BREAKING: We have submitted new USS pension proposals which would prevent @UniversitiesUK's 35% cut to guaranteed pensions and avoid UK-wide strikes next month.— UCU (@ucu) January 26, 2022
Vice chancellors have been offered a route out of this dispute. They need to take it.https://t.co/4dq2sebbEC
The news comes after the UCU said earlier this month that a further 10 institutions could face walkouts in disputes over pensions, pay and conditions, after staff at 58 took part in a three-day strike in December ahead of Christmas.
A fresh round of reballots means that universities including Newcastle, Swansea, Queen Mary, University of London, and Oxford Brookes could face action this term.
The UCU has claimed that cuts to the Universities Superannuation Scheme (USS) pension scheme would reduce the guaranteed retirement income of a typical member by 35%, and has suggested that university staff pay has fallen by about a fifth after 12 years of pay offers below inflation.
Staff are employed on “insecure” contracts, the UCU has said.
It has called for cuts to the pension scheme to be revoked, and that members should be offered a £2,500 pay increase, as well as action to tackle “unmanageable workloads” and “insecure contracts”.
In a letter to Judith Fish, chairwoman of the USS joint negotiating committee, which decides how the USS pension scheme is managed, Jo Grady, general secretary of the UCU, said the proposals could offer a “way out” of strike action later in the year.
Our new USS proposals would protect benefits and can avert widespread industrial action over pensions.— UCU (@ucu) January 26, 2022
Vice chancellors everywhere now need to be seriously considering them. pic.twitter.com/nxKOC26WbV
“Further significant industrial action is imminent, but UCU’s proposals offer a way out that can avoid disruption across UK universities, protect scheme members and allow for a negotiated settlement,” she said.
In a statement, Ms Grady said that the “serious proposals” would “see both employers and employees pay slightly more to protect retirement benefits”.
“Employers can stop this dispute at any time and have been offered a route out which protects pensions and averts widespread disruption on university campuses,” she said.
“Employers have maintained they need to make a 35% cut to the guaranteed retirement income of scheme members, but that is based on a flawed valuation conducted in March 2020 whilst markets were crashing.

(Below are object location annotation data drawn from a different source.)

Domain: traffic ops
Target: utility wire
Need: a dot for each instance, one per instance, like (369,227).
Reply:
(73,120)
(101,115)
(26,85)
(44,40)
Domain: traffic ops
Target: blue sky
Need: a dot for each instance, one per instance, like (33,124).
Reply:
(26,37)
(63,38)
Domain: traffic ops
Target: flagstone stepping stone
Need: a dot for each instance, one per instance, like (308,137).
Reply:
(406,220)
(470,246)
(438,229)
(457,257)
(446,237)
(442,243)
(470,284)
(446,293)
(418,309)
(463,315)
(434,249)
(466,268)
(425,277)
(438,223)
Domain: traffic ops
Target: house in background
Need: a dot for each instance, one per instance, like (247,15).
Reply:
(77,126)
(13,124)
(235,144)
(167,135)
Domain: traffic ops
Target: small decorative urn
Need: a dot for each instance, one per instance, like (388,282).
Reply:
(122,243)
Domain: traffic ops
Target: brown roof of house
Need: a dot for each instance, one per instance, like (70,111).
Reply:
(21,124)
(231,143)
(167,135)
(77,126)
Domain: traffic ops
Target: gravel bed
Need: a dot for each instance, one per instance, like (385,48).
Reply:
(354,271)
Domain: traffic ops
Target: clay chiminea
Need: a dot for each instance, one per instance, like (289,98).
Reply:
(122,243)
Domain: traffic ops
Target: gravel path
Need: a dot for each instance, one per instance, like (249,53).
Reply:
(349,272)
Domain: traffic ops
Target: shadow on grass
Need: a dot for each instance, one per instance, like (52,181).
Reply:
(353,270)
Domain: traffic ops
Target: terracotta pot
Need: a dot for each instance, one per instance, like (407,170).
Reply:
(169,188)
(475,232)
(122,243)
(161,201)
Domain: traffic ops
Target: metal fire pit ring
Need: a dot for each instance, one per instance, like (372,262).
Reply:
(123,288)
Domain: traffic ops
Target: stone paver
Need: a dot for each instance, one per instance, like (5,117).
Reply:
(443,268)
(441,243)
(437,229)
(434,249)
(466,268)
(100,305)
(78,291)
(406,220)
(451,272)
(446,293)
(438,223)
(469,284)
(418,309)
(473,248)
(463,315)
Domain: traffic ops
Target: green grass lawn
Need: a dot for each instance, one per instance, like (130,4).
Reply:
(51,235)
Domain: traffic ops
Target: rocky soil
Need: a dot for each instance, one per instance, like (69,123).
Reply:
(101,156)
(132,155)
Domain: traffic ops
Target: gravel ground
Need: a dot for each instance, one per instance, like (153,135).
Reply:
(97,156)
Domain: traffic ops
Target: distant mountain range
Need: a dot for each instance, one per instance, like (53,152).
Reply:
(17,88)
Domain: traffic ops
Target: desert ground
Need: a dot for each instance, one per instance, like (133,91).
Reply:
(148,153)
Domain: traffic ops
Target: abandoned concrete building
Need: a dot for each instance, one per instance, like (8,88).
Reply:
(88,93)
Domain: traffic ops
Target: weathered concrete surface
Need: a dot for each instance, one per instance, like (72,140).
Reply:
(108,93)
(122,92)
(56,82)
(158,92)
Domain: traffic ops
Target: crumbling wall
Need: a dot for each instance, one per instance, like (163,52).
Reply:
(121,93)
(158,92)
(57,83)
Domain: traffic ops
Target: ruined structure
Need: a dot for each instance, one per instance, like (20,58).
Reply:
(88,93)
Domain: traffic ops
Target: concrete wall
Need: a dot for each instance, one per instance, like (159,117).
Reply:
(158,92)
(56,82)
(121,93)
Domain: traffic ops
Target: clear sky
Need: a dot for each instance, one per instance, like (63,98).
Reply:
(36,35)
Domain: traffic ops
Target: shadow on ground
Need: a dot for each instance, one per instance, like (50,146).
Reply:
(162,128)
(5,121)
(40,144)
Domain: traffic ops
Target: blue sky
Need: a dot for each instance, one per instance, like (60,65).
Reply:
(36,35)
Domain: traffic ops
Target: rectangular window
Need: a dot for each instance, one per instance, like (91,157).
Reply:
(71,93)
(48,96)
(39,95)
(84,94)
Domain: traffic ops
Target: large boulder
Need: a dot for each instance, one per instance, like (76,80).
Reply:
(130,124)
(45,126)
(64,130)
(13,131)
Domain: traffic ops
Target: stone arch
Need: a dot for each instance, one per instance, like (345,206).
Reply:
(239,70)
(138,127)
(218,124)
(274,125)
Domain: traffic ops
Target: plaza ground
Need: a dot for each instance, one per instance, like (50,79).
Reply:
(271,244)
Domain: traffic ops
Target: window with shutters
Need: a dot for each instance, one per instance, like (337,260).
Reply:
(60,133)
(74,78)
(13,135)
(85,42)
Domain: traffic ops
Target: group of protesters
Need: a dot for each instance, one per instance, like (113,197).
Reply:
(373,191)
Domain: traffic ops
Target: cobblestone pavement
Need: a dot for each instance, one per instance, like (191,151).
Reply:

“The pension scheme’s assets have since jumped by more than £25bn to over £92bn, an unprecedented level, meaning employers’ justification for the cuts has now evaporated,” she said.

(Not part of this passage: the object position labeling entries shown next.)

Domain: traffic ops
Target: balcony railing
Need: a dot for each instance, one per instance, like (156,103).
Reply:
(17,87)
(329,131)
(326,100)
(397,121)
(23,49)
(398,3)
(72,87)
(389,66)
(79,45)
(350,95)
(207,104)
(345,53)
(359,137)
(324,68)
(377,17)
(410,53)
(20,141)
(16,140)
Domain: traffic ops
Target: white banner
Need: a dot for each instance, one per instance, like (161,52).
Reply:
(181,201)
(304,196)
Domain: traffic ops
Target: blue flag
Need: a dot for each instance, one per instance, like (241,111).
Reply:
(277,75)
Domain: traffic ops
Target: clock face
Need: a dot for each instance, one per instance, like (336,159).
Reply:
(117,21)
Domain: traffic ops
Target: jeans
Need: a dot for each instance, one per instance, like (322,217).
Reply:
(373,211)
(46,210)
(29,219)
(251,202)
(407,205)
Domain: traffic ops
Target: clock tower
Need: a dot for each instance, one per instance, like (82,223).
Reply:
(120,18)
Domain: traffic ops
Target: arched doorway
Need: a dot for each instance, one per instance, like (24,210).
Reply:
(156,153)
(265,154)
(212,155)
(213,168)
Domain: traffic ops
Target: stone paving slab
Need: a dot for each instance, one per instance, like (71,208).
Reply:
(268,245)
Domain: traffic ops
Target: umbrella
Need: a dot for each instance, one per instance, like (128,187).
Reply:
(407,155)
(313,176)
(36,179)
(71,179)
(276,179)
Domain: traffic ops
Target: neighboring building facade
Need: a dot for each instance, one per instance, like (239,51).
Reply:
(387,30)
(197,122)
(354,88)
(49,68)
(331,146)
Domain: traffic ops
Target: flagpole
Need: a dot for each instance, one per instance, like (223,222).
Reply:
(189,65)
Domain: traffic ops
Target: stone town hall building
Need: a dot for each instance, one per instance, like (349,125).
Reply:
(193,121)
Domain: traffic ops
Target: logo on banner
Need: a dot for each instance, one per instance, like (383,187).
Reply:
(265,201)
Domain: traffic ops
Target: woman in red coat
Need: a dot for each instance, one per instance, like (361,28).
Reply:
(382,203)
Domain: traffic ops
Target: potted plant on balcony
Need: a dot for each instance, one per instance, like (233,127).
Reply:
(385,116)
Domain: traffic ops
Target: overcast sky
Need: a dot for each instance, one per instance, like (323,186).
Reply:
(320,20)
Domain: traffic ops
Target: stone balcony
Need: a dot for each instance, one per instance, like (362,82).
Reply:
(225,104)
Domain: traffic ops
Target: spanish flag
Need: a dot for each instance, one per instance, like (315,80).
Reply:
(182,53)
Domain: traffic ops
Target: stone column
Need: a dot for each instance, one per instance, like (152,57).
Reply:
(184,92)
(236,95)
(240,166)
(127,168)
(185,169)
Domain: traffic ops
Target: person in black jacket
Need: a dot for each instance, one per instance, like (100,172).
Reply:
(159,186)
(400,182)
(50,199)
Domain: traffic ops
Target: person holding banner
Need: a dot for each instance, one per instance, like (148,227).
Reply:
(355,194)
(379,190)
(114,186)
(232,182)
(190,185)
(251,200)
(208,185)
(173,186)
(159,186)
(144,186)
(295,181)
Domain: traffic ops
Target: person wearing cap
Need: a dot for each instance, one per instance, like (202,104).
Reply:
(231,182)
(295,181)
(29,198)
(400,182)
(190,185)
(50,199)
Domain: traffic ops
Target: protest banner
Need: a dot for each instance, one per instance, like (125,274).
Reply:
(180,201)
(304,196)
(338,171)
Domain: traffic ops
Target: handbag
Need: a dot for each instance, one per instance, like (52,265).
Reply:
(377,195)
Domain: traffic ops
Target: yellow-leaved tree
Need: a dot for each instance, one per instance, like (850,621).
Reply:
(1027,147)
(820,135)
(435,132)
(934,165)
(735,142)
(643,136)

A Universities UK spokesman, on behalf of USS employers, said: “We will share UCU’s proposal to complete the 2020 valuation with employers.

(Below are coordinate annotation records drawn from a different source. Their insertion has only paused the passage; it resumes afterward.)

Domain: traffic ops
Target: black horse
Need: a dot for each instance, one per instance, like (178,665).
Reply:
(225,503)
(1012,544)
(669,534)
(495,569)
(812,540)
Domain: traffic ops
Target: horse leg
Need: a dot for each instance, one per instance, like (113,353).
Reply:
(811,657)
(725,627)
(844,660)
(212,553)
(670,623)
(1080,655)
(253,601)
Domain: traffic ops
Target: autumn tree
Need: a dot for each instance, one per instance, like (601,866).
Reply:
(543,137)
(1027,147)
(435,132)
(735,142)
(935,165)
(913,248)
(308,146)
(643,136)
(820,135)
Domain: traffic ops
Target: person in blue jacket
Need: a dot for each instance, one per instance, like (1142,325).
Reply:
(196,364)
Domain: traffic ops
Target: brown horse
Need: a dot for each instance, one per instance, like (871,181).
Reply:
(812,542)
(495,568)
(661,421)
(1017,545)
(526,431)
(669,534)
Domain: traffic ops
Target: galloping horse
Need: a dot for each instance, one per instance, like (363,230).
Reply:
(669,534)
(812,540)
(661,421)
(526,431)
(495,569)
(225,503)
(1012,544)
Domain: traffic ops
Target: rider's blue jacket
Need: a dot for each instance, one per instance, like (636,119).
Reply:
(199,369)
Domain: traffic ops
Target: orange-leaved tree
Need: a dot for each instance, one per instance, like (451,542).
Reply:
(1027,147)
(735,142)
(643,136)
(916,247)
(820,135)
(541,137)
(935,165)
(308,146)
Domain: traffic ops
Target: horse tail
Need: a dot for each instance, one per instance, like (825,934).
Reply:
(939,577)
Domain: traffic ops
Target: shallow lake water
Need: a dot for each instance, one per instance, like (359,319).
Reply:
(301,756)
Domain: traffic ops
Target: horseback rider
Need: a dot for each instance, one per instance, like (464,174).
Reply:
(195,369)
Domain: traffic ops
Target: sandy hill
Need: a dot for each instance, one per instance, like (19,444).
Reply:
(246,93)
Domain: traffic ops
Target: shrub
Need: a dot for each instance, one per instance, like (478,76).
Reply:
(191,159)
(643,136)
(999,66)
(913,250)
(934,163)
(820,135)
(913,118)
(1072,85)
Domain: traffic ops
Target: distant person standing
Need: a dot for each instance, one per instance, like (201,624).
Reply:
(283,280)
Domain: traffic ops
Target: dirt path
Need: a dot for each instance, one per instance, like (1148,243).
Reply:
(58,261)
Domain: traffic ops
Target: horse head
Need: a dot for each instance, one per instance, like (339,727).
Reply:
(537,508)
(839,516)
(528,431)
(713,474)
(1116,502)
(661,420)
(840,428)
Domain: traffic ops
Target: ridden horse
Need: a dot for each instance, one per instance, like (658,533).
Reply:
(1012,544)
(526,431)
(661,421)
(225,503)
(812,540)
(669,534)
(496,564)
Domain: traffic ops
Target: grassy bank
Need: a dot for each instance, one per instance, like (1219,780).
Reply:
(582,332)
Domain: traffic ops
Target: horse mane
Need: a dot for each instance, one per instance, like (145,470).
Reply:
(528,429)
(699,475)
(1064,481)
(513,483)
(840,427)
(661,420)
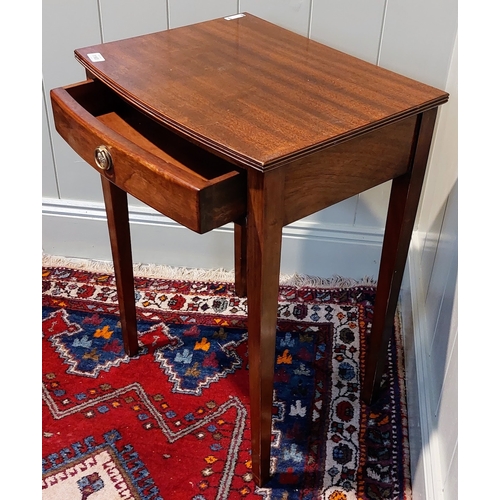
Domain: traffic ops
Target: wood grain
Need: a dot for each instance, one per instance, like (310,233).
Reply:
(339,172)
(185,183)
(253,92)
(115,201)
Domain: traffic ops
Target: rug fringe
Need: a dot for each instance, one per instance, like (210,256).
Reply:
(194,274)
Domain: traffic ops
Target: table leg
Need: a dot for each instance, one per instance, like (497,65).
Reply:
(403,204)
(265,217)
(240,257)
(115,200)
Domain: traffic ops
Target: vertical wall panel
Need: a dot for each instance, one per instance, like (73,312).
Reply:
(418,39)
(352,26)
(49,185)
(65,27)
(184,12)
(128,18)
(290,14)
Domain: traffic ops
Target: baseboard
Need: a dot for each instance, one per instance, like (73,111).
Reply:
(79,230)
(424,446)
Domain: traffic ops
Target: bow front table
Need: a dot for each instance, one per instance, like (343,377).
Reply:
(239,120)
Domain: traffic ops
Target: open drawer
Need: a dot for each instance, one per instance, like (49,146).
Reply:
(170,174)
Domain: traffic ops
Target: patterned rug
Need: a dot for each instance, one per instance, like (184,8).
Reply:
(173,422)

“UCU’s suggestion that employers pay 23.7% of salary from April – an increase of 2.3% and over £200 million more a year – rising to 25.2% next year, is far beyond the mandate employers have given UUK.
“No employer has agreed to pay such high costs because of the damaging impact on teaching, research, the student experience, and jobs,” they said.
They added that the increase in member contributions and salary proposed would make the scheme “unaffordable for many staff, and undoubtedly increase the already high drop-out rate among the lower-paid”.
“The union’s proposal does not appear to be a serious attempt to reach agreement as it doesn’t reflect the views employers have expressed in consultations,” they said.
“Employers will also question why the proposal has arrived so late in the valuation cycle – especially since industrial action has already been taken – and will be keen to understand why it differs significantly from that previously briefed to the media by UCU, which proposed benefit reforms to tackle the scheme’s increased costs.”